I recently read a script with a lot of weirdness in it. You know, girl's sister disappears into an Otherworld, and girl follows, but is beset by various weirdos saying Mystical Things.
It is easy to write weird stuff and put it up on screen. Film is immediate and realistic. So oddness onscreen creates an immediate tension: when the images and dialog don't follow logical lines, you are still forced to accept them as
happening in a way that you might not be in a comic or in an animated film.

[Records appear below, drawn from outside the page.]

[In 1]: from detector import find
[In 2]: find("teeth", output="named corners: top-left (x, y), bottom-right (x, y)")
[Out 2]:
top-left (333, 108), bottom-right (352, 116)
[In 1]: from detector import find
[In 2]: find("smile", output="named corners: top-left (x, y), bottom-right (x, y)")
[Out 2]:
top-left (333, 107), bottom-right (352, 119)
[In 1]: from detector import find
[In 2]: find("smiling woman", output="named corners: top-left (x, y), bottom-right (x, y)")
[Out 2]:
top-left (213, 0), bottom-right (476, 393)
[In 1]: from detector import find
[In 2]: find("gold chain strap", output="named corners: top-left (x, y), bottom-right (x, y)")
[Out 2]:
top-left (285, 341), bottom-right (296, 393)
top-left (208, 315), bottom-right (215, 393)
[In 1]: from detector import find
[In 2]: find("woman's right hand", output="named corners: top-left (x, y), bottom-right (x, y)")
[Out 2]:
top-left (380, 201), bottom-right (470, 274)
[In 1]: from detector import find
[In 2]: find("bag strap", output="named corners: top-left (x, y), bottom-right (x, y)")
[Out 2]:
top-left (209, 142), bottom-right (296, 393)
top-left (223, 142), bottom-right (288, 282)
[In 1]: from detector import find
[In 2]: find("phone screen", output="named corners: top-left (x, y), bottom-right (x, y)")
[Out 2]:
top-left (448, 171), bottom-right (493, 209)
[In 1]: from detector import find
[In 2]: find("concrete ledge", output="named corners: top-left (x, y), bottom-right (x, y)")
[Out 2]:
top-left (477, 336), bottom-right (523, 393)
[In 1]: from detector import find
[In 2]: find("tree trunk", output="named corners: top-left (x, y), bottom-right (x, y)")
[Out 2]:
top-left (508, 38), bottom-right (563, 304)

But that only goes so far. I felt this Otherworld lacked an Otherworldly logic. The characters were spouting portentous gibberish. But they were only spouting it. In other words they were doing things only for the weird effect they would have on the audience, and the heroine. I felt it would have been much stronger if the characters were saying what they were saying because they
wanted something from the heroine. In other words, talking for their own motivated character reasons. I think that adds a level of richness. Giving the weird its own logic makes it
weirder. If all you have is weird juxtapositions of nonsensical stuff, the brain fails to detect patterns in it, and eventually brushes it off. It may be a romp like
Head or
Twin Peaks, but a romp gets tiresome after a while if there's no point to it. If your juxtapositions of stuff actually have a hidden logic, the brain will start to detect the patterns in it. The more it struggles, the more a feeling you create of true mystery.
I think one reason Alice in Wonderland holds interest is because the characters in it are all obeying their own logic. The Red Queen reacts to Alice, not as if she was written there to blow Alice's mind, but as a monarch in her own court might react to the inexplicable appearance of a terribly tall stranger: "Off with her head!"
In a drama, you always want to step into the shoes of your secondary characters to make sure their logic tracks. If they are hindering the hero, are they doing it for good reasons? If they're helping, are they getting something out of it?
It's easy to forget to do this when you're writing fantasy or science fiction. Who really knows what alien robots or unicorns might or might not say? But it's just as important. A robot spouting gibberish is rarely as compelling an antagonist as a robot trying to fit your hero into its own strange context. A unicorn who has to be persuaded, convinced, or paid to help will feel more real than a unicorn who just wants to help 'cause that's what your story needs at the moment.
The more there is to find, the more the audience will find ... and generally, the more they'll feel satisfied by your story.
2 Comments:
I think the first season of LOST did this very well. The events seemed random, yet weren't, and slowly the picture crystallized. Also, there was a consistency to the island 'weirdness'.
I also think that's why the story of Walt's origin was the weakest episode (IMO). It revealed too much, too soon about Walt and his ability.
Cocteau movies are good examples of stories that don't make any real sense but have their own compelling internal logic. More than once, I've told someone how much I liked some Cocteau movie or other, and been befuddled when asked, "What's it about?"